Technology is becoming even better. It is developing itself or being developed by the genius minds in our industry to further make our lives easier. Aside from this, technology is instrumental in providing answers with the myriad of questions that we have in mind. From our appliances that we can’t live without everyday to the complicated laboratory equipment that many companies are now using.
One of these equipment is the Near Infrared Reflectance Spectroscopy. This device is used to determine the concentrations of the major classes of chemical compounds in organic materials, such as plant foliage. It claims to produce rapid, accurate and precise results that could work in lieu of the conventional wet chemistry procedures.
Using reflectance signals that is derived from bending and stretching vibrations in the molecular bonds of carbon, nitrogen, hydrogen and oxygen, it could correlate the spectral response of each specimen at an individual wavelength to known chemical concentrations from laboratory analyses.
Newman and his colleagues, in 1994, formulated the procedure for nitrogen, lignin and cellulose concentration for woody plant foliage using green leaf, leaf litter and decomposing lead litter. The specimen are dried and grinded to a uniform particle size before it would undergo NIRS.

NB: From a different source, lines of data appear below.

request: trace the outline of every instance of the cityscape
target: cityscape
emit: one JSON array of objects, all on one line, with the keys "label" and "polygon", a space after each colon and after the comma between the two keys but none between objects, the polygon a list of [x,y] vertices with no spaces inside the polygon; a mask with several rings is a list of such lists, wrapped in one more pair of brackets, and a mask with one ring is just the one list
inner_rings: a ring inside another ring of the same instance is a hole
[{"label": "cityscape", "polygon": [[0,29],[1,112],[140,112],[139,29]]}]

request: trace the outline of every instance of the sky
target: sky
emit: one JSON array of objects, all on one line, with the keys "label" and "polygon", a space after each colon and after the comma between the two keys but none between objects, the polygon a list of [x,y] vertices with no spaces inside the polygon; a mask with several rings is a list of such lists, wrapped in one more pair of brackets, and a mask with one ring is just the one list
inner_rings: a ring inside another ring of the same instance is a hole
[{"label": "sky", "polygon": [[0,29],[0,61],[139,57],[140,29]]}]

Accordingly, diffuse reflectance spectral data were acquired using a NIRSystems 6500 monochromator with a spinning cup module, scanning at wavelengths from 400 to 2498 nm with a bandwidth of 10 nm. Reflectance data is converted to absorbance, A = log (1/R). Calibration equations were developed using partial least squares regression on first difference transformation of the absorbance data for the entire spectral range (Bolster et al., in press). A total of 18 deciduous and 10 conifer species are represented in the green leaf calibration equation; 13 deciduous and 4 conifer species in the leaf litter calibration equation; 4 deciduous species in the litter decomposition calibration equation.
Such equations are used for prediction of nitrogen, lignin, and cellulose concentrations in unknown samples. Equation should be precise in order to facilitate the prediction of unknown samples depends on whether the range of variation affecting the chemical and physical properties of the unknown samples is represented in the calibration samples. For convenience, universal equations are developed. They are made for broad, or infinite populations may be used for a wide range of samples. Universal equations increase the value of NIRS for the study of large-scale ecosystem processes and change through remote sensing.